Thursday, March 17, 2005

Bate-Papo

- é a vida
- bonita
- suave
- com dor no estômago
- escreveu coisa nova?

Ah vida, se tu fosse fácil como nos filmes que passa na televisão depois que todos dormem, seria mais fáci aguentar a dor que me carrega, que me sufoca, que me empata. Se tu fosse como uma expressão que se usa para todo aquilo que é morto e matéria, seria mais intensa, mais vivida. Oh vida, me tire dessa ilusão, faz juz a palavra dada a sua função.

- você escreveu ? vamos fazer um blog de poesia.
- eu queria que escrevessem minha biografia, uma história tao linda e impressionante que é minha vida!
- as vezes tenho vontade de escrever o que acho das pessoas, mas nunca tive a oprtunidade de falar...

Friday, March 11, 2005

Feijao

Sujeito sorridente, com feijão no dente, não para de falar. As pessoas continuam a rir, mas não tem coragem de dizer que exite um feijão em seu dente, mesmo ele falando sem parar do programa que viu na TV com sua esposa.

Ele levanta da mesa com feijão preso entre os dentes, continua contando casos, rindo, cumprimenta o amigo do antigo trabalho que passou ao lado da mesa, sorri para todos dando até logo e se dirige ao carro. Entra no carro, liga o som, coloca o cd preferido, começa a entrar no clima da música, coloca o braço na janela conduzindo a direção apenas com uma mão, reduz a velocidade, para no farol. Levanta o braço direito, passa a mão no cabelo, ajeita ao seu gosto, olha para o retrovisor, suavemente abri um sorriso vencedor, como se falasse para si mesmo, você é o cara, e então, o feijão olha para ele, ele olha para o feijão, começa um filme em sua cabeça, ele começa ficar vermelho, lembra de todos os casos que ele abriu o sorriso, e como se passou por idiota fazendo piadas. Desliga o som, dirige calado, pensa nos rostos das pessoas em sua volta enquanto ele estava dom feijão no dente, suspira, chega em sua casa.

Sua esposa feliz ao ver seu marido chegar em casa, abre os braços, o sujeito injuriado passa na porta sem olhar para os lados, ela sem entender fecha a porta e senta no sofá, em segundos já se concentra na cena de sua novela preferida.

O sujeito depois de um banho, relaxa, e ao sair de toalha do banheiro cheio de vapor, pergunta:

O que tem que comprar que esta faltando em casa Fulana?

- Ahn?

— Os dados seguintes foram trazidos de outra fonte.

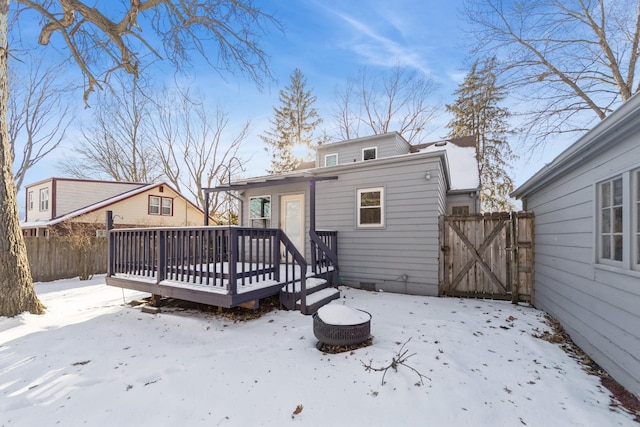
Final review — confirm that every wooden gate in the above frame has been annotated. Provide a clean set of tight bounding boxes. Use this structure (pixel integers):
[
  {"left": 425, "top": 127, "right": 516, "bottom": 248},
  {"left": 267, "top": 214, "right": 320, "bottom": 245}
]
[{"left": 439, "top": 212, "right": 533, "bottom": 303}]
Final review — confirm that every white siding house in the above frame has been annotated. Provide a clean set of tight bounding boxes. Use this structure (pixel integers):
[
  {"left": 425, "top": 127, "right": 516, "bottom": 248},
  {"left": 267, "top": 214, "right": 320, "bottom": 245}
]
[
  {"left": 21, "top": 178, "right": 204, "bottom": 237},
  {"left": 513, "top": 96, "right": 640, "bottom": 396}
]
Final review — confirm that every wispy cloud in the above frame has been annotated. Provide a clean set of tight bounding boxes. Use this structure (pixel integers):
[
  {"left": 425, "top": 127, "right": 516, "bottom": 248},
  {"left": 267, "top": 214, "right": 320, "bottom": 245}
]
[{"left": 333, "top": 11, "right": 430, "bottom": 74}]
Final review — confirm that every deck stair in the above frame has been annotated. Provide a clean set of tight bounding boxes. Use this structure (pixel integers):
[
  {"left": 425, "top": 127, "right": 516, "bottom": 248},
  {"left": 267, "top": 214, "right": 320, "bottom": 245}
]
[{"left": 280, "top": 277, "right": 340, "bottom": 314}]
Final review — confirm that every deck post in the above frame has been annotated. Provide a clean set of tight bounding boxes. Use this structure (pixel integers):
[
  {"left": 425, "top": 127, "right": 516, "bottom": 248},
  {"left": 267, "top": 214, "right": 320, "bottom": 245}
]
[
  {"left": 106, "top": 211, "right": 115, "bottom": 276},
  {"left": 271, "top": 229, "right": 281, "bottom": 282},
  {"left": 156, "top": 230, "right": 167, "bottom": 283},
  {"left": 309, "top": 181, "right": 318, "bottom": 273},
  {"left": 227, "top": 226, "right": 238, "bottom": 295},
  {"left": 204, "top": 191, "right": 209, "bottom": 226}
]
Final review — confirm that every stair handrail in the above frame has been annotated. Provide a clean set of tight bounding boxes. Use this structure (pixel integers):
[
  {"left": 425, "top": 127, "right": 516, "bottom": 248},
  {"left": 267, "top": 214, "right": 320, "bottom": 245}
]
[
  {"left": 277, "top": 230, "right": 307, "bottom": 314},
  {"left": 309, "top": 230, "right": 340, "bottom": 287}
]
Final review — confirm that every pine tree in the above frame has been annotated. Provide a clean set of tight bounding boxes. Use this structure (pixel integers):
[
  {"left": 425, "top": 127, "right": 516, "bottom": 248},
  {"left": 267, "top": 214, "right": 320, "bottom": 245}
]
[
  {"left": 260, "top": 68, "right": 322, "bottom": 174},
  {"left": 446, "top": 58, "right": 516, "bottom": 212}
]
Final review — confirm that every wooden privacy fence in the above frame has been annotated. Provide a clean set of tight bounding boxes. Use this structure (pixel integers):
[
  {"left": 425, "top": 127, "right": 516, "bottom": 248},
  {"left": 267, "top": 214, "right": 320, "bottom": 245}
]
[
  {"left": 439, "top": 212, "right": 534, "bottom": 303},
  {"left": 25, "top": 237, "right": 108, "bottom": 282}
]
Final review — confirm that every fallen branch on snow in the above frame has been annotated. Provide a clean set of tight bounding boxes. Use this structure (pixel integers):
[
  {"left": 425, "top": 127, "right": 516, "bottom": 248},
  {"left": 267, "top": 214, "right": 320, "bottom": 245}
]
[{"left": 360, "top": 338, "right": 431, "bottom": 385}]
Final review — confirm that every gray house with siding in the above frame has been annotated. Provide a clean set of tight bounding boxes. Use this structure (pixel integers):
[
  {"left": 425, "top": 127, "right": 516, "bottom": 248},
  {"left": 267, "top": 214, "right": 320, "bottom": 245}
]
[
  {"left": 222, "top": 132, "right": 479, "bottom": 295},
  {"left": 513, "top": 95, "right": 640, "bottom": 396}
]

Ah, feijão amor.

No Bar

Em volta da minha mesa redonda rústica havia seis mesas formando um círculo. Cada mesa um relato, cada relato um copo, cada copo um trago, e cada trago um sorriso, cada sorriso um bocejo, nas duas mesas da frente, rolava desejo. Três garotos , duas garotas, uma magra, outra gorda.

Uma garota se inclinava, um garoto se mexia, a conversa em si ñao significava nada, o corpo que realmente falava, a perna da garota se movia em direção do garoto, e o garoto balançava o pé com procurando alguma coisa para tocar e enquietar aquele pé que não parava de falar. A garota pega o papel sutilmente, anota o tel, o garoto recebe o papel, agrade com um olhar demorado, vira para sua mesa e pede uma porção de fritas. Todos na mesa atentos para o garoto, com um sorriso no canto da boca, ele olha para os amigos e apresenta o troféu, o tel da menina magra.